“I’m so sorry,” Opal breathes, shaking her head. “I didn’t—can you bring it back?”
Sarina giggles, turns, and meets my eye. Then she seems to realize she’s been caught, her eyes going wide as she snaps back around, the picture of nonchalance.
“Of course,” the caster says, shaking his head and re-animating the cloud. Once again, the crowd cheers.
Someone calls out, “Hey, what’s the prize? She lassoed the cloud!”
“Oh, uh,” the caster looks around, as if needing help. “…Free cloud drink?”
Sarina cheers, which incites even more cheering, and I decide that’s enough, smiling at everyone and taking her by the shoulders.
“I swear,” my mother says to Emin. “I really wasn’t trying to hit it.”
“I know, Opal,” Emin laughs, in a tone that tells me he knows exactly why that happened, too. “Nobody is going to arrest you for cloud murder.”
“Oh, thank goodness.”
“Maybe just cloud slaughter?”
Sarina erupts in another round of giggles, and when I glance at the three of them—Emin, my mother, Sarina, laughing, cheeks flushed, so, so happy—it feels like a fever dream.
A fever dream that I might like to stay in just a bit longer, even if I know it’s not real.
***
It’s dark, and I’m drowning in the scent of Emin Argent.

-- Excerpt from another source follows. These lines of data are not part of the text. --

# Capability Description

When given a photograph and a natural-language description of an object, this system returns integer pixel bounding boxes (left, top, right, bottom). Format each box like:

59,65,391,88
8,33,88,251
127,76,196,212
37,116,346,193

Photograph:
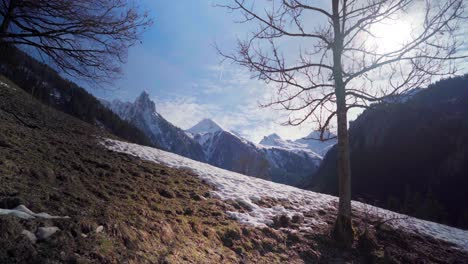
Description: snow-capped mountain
186,119,321,185
259,131,336,158
294,131,337,157
102,92,205,161
103,92,321,185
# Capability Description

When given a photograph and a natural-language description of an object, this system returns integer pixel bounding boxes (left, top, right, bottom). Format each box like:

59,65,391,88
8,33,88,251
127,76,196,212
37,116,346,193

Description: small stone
190,193,206,201
273,214,291,228
159,189,175,198
291,214,304,224
96,225,104,234
36,226,60,240
21,229,37,244
0,197,23,209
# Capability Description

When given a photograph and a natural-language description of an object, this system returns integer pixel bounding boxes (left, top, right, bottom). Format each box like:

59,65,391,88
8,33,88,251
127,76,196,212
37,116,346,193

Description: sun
366,19,412,52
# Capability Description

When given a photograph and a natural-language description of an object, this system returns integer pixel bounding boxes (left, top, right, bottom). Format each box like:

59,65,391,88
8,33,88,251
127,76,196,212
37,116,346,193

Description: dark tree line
0,47,153,146
219,0,466,245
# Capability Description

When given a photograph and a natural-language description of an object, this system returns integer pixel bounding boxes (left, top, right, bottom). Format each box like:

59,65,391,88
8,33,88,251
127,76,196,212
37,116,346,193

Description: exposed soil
0,77,468,263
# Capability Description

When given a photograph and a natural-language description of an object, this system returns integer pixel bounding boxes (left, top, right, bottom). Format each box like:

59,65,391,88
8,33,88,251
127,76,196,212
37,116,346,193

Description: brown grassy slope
0,77,468,263
0,77,314,263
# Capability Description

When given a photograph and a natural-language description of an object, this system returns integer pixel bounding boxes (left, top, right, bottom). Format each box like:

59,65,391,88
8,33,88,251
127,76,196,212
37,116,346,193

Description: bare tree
218,0,466,245
0,0,152,82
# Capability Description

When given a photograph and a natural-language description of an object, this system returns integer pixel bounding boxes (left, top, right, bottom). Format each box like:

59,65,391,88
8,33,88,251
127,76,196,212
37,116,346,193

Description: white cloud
156,63,322,142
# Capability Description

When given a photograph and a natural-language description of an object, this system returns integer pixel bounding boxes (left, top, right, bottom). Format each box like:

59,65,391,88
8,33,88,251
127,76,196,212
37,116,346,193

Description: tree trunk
333,0,354,246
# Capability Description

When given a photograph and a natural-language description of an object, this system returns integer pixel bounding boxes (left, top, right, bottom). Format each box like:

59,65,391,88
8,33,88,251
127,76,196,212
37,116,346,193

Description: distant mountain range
303,75,468,229
102,92,335,185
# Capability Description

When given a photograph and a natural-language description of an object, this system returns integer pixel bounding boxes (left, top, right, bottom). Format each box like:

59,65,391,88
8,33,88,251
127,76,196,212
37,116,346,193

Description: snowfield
102,139,468,251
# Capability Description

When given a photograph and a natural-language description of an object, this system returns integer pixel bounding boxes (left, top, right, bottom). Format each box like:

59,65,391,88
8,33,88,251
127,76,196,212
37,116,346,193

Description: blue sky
89,0,464,142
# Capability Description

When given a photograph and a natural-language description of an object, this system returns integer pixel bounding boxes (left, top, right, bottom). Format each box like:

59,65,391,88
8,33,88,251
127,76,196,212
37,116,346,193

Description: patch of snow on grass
0,205,70,219
103,139,468,251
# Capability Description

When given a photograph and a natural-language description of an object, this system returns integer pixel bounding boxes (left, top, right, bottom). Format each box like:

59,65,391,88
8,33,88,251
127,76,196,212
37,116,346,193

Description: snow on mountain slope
294,131,337,157
102,92,205,161
102,139,468,251
186,118,224,134
186,119,321,185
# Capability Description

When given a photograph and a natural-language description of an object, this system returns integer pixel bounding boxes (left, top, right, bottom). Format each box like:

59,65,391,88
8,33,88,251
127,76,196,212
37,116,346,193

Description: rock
36,226,60,240
159,189,175,198
96,225,104,234
190,193,206,201
21,229,37,244
291,214,304,224
0,138,13,148
184,207,193,215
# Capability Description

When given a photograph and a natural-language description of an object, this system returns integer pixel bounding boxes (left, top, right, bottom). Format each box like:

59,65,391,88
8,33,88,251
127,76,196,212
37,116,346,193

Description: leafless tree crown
0,0,151,82
220,0,466,139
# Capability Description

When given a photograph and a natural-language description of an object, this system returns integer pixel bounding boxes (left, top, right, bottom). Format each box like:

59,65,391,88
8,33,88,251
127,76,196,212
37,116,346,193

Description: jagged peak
135,91,156,113
187,118,224,134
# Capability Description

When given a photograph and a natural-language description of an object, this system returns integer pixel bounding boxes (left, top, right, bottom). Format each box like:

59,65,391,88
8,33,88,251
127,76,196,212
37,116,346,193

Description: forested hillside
306,75,468,229
0,46,154,146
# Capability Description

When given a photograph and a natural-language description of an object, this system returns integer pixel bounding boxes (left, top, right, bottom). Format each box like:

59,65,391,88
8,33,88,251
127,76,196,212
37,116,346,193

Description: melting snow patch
103,139,468,251
0,205,70,219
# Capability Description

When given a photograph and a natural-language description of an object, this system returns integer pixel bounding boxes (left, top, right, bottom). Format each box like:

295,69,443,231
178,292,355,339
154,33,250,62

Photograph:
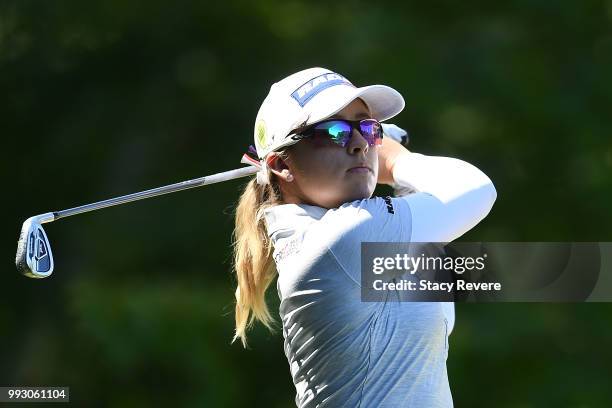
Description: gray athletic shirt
265,153,496,408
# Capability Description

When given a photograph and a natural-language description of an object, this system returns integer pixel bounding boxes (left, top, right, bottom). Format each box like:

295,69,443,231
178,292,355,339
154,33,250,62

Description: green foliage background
0,0,612,408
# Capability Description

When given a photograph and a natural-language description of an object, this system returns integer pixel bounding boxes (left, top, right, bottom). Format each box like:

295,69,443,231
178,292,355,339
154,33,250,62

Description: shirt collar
264,204,328,240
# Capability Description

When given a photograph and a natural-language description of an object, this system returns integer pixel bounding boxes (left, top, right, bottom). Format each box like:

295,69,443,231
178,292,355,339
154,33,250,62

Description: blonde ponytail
232,153,286,348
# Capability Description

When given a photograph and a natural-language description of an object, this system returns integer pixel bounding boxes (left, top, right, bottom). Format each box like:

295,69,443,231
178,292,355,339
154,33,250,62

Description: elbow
486,180,497,214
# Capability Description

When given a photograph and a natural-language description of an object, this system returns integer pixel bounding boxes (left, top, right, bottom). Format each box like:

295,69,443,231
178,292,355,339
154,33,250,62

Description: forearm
378,137,410,184
392,153,496,203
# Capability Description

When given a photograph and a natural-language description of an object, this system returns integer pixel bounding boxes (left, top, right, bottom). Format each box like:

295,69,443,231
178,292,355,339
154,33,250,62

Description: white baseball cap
244,67,405,184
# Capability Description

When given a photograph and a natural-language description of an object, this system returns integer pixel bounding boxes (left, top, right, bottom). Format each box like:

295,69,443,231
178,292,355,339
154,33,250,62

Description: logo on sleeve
383,196,395,214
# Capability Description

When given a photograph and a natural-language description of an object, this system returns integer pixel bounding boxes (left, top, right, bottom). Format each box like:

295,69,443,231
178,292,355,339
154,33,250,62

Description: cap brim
307,85,405,124
273,85,405,155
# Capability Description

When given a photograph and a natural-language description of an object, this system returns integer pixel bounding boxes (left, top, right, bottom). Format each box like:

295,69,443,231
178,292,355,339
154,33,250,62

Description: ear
266,152,293,183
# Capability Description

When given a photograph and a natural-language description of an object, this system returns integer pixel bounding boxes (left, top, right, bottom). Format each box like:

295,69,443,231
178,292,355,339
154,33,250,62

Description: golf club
15,123,409,278
15,164,259,278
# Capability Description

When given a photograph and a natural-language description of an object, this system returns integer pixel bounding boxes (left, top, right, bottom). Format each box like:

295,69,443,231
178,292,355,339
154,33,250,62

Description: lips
347,164,372,172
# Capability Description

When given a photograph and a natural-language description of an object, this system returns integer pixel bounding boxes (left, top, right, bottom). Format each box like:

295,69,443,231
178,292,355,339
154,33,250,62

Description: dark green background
0,0,612,408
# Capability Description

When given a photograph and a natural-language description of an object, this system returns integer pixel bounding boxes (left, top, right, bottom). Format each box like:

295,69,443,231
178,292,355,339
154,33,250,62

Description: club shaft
53,166,258,221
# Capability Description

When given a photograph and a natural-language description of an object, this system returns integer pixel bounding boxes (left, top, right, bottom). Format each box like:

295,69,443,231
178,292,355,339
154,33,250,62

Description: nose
347,129,370,154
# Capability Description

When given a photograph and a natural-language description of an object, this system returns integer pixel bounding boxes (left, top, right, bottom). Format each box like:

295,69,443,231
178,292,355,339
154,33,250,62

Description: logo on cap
255,119,268,149
291,72,355,108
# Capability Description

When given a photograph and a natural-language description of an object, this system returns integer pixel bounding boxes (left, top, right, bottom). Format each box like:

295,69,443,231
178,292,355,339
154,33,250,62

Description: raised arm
379,139,497,242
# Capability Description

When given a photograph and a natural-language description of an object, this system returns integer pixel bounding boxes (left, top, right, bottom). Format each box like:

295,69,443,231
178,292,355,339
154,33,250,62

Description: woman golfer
234,68,496,408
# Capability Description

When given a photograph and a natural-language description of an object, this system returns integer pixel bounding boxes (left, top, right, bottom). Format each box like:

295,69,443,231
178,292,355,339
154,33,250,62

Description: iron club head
15,213,55,278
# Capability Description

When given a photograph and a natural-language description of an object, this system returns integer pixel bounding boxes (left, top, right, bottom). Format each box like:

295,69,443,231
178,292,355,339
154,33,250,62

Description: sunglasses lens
314,120,352,146
360,119,382,146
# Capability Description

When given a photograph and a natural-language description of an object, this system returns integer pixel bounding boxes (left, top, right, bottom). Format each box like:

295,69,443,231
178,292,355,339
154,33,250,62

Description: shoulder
313,196,411,244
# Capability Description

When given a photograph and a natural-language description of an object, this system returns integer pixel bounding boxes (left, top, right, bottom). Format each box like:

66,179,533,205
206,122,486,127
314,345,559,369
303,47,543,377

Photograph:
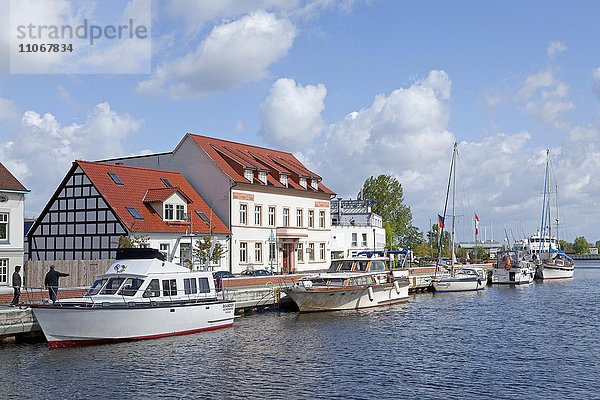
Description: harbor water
0,261,600,399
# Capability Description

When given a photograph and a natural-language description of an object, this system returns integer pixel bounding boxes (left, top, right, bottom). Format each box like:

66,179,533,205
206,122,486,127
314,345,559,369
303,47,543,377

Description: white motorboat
31,249,235,347
283,271,408,312
492,250,535,285
432,267,487,292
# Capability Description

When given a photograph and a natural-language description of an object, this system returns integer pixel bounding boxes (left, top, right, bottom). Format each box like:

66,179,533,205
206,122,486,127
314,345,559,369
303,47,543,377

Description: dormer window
165,204,173,220
244,169,254,182
258,171,267,185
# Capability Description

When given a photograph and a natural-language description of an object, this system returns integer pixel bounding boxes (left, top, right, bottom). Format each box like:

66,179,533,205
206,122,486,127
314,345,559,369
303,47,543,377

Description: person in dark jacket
10,265,23,306
44,265,69,303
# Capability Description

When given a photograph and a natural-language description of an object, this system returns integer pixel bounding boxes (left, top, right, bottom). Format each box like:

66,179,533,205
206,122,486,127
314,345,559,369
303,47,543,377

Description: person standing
44,265,69,303
10,265,23,306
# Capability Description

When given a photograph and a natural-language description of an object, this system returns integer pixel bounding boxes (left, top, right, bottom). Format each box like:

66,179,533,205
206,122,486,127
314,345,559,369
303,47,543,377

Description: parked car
241,269,273,276
213,271,235,279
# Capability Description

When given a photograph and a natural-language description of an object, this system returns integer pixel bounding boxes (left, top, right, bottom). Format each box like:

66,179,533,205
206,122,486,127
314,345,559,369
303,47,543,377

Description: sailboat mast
450,142,458,270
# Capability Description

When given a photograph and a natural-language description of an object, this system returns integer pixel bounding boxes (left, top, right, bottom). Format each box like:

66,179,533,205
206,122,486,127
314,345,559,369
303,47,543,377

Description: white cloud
260,78,327,150
546,40,567,60
0,103,142,216
592,67,600,96
138,11,296,99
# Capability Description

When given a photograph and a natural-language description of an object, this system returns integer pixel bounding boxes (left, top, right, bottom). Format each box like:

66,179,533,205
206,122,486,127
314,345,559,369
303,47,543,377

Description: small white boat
32,249,235,347
492,250,535,285
283,271,408,312
432,267,487,292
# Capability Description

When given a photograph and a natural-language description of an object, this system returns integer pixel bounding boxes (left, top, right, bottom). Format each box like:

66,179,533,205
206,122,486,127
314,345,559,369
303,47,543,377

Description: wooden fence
23,260,114,288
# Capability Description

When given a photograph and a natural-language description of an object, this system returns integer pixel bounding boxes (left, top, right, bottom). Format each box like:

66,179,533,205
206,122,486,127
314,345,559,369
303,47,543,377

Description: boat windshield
85,278,108,296
119,278,144,296
100,277,125,294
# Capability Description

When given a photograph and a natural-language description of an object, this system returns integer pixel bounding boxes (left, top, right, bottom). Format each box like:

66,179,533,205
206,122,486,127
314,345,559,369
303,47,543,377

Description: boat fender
394,281,400,294
367,286,375,301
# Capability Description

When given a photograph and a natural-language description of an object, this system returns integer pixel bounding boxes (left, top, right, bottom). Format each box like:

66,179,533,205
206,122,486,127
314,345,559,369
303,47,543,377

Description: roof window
108,172,123,185
126,207,144,219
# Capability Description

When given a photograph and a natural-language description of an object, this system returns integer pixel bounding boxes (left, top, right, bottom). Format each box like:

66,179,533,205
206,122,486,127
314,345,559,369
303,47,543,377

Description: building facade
21,161,230,269
331,199,385,258
0,163,29,286
103,134,334,273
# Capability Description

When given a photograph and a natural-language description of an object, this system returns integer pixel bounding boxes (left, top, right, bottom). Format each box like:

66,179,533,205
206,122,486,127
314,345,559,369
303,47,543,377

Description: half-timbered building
28,161,230,268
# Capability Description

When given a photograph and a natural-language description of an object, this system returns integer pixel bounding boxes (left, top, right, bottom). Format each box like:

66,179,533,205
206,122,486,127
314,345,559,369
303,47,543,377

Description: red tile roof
75,160,230,234
187,133,335,195
0,163,29,192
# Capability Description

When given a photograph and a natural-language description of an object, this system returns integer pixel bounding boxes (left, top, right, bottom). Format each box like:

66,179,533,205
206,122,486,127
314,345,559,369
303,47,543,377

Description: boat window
100,277,125,294
183,278,198,294
370,260,385,271
163,279,177,297
198,278,210,293
119,278,144,296
85,278,108,296
356,261,368,272
143,279,160,298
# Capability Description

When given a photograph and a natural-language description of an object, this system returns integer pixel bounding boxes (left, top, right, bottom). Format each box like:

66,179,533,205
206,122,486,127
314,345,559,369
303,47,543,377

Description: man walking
44,265,69,303
10,265,23,307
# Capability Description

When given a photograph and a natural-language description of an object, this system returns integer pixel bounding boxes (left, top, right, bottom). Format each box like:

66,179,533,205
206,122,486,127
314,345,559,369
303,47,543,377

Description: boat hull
432,278,487,293
32,301,235,347
284,282,408,312
536,265,574,280
492,268,535,285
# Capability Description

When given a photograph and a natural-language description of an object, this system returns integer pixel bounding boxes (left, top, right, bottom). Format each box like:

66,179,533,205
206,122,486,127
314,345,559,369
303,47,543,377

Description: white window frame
240,242,248,264
0,213,10,241
164,203,175,221
254,204,262,226
254,242,263,264
298,242,304,264
282,207,290,226
240,203,248,225
269,206,277,226
296,208,304,228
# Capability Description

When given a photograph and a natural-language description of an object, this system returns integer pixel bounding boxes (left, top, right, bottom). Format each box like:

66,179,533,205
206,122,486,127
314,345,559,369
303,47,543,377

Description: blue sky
0,0,600,241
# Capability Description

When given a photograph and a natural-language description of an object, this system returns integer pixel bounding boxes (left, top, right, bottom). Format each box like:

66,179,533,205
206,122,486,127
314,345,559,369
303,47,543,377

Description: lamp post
269,229,275,273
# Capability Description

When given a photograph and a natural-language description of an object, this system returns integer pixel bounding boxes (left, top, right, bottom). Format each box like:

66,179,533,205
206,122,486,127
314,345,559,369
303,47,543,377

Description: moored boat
492,250,535,285
284,259,408,312
31,249,235,347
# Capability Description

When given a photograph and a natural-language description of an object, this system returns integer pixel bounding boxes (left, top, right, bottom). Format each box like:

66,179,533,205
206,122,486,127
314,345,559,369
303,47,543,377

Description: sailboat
529,150,574,279
432,142,487,292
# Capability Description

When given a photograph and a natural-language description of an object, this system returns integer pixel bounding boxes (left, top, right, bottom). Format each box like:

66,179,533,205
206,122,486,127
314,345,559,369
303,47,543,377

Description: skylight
126,207,144,219
108,172,123,185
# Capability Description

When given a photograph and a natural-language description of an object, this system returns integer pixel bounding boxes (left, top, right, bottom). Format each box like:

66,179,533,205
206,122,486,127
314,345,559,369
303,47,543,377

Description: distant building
103,133,334,273
27,161,230,269
331,199,385,258
0,163,29,286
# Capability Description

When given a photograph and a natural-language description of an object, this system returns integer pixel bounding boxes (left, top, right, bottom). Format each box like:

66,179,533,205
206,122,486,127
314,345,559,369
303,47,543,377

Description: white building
104,134,334,273
0,163,29,286
331,199,385,258
25,161,230,269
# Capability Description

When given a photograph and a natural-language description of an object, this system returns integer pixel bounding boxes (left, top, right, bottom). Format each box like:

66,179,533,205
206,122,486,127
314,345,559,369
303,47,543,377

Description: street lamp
269,229,275,273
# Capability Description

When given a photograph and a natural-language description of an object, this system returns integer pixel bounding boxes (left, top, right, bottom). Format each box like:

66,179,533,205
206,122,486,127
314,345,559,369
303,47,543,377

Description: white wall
0,191,25,286
231,185,331,273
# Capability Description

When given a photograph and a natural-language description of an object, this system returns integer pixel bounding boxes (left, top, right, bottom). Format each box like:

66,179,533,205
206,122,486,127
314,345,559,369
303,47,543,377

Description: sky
0,0,600,242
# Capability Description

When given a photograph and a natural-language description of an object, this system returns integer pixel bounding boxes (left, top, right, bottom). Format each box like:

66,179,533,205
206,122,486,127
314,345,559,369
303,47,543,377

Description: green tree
573,236,590,254
358,175,423,248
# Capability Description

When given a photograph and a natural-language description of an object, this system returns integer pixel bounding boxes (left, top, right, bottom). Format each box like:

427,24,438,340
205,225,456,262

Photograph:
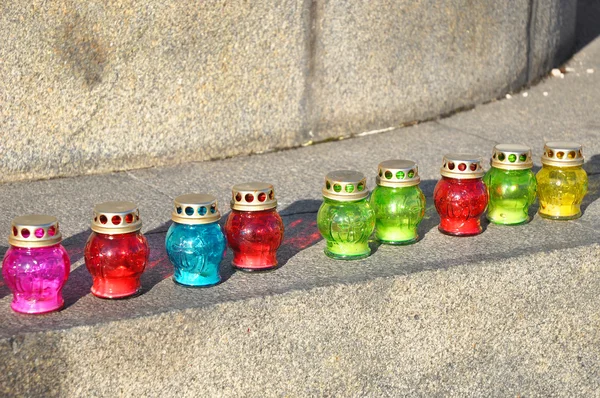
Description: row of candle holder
2,142,587,314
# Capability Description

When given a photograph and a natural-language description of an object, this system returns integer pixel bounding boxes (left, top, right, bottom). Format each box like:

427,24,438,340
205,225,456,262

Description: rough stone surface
0,0,309,181
312,0,528,137
0,245,600,397
0,0,576,181
527,0,577,81
0,33,600,397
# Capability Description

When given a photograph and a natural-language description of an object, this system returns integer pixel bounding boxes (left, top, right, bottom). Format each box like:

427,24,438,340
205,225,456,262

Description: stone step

Once again, I’m in his closet. Climbing out, going through the window. Stumbling down the street, getting to my house. Stuffing my bag full of clothes. No idea where I’m going to go, but with the knowledge that I have to leave.
When I open the back door and try to take my first step into the yard—
“Veva.” It’s Emin, but not as a teenager. Now, an adult. And I realize I’m an adult, too, breathing hard, glancing past him at the trees pushing up against the property line.
“Move,” I say, trying to step around him. He doesn’t move, but he’s still in front of me.
“Don’t go,” he says, and when I close my eyes, I feel his touch everywhere, caressing. I’m like the stone, and he’s the caster, imbuing me. “Veva, don’t run away.”
I want to stay, but then I look past him, see Sarina already disappearing into the forest, and my entire body fills with panic. I have to go with her—I can’t let her get away. Can’t let her run away like I did.
If she goes, I know where she’ll end up. At the border to the territory, maybe trying to get back to camp? Jerrod Blacklock’s men with their hands on her body, hoisting her up and over their shoulders. She struggles, screams, and they laugh at her.
Gasping, I wake up in a cold sweat, body shaking. The dream has never gone like that before.
“Hey,” Emin says, running his hand over my hair, his voice thick with sleep. “Hey, love, are you okay?”
Love.
I shouldn’t have, but the moment Sarina fell asleep, I snuck out the room and into this bed with him, slotting my body to his. Sliding out from under his arm, I try to calm my shaking hands.
“Yeah,” I rasp. “I’m okay, I’m just—I’m going to go back in. Before Sarina wakes up.”
Emin blinks sleepily, looks at the window—which is still dark—then returns his gaze to mine. We stare at each other for a moment, then he says, “Okay.”
I slink across the hallway and slide back into bed with my daughter, lying on my back, forcing myself to breathe. The dreams have never been real, have only ever been a repeat of that day. I always, always wake up from them.
But something about that one was different.
I roll over onto my side and stare at Sarina, telling myself she’s okay until I drift into a restless, uneasy sleep.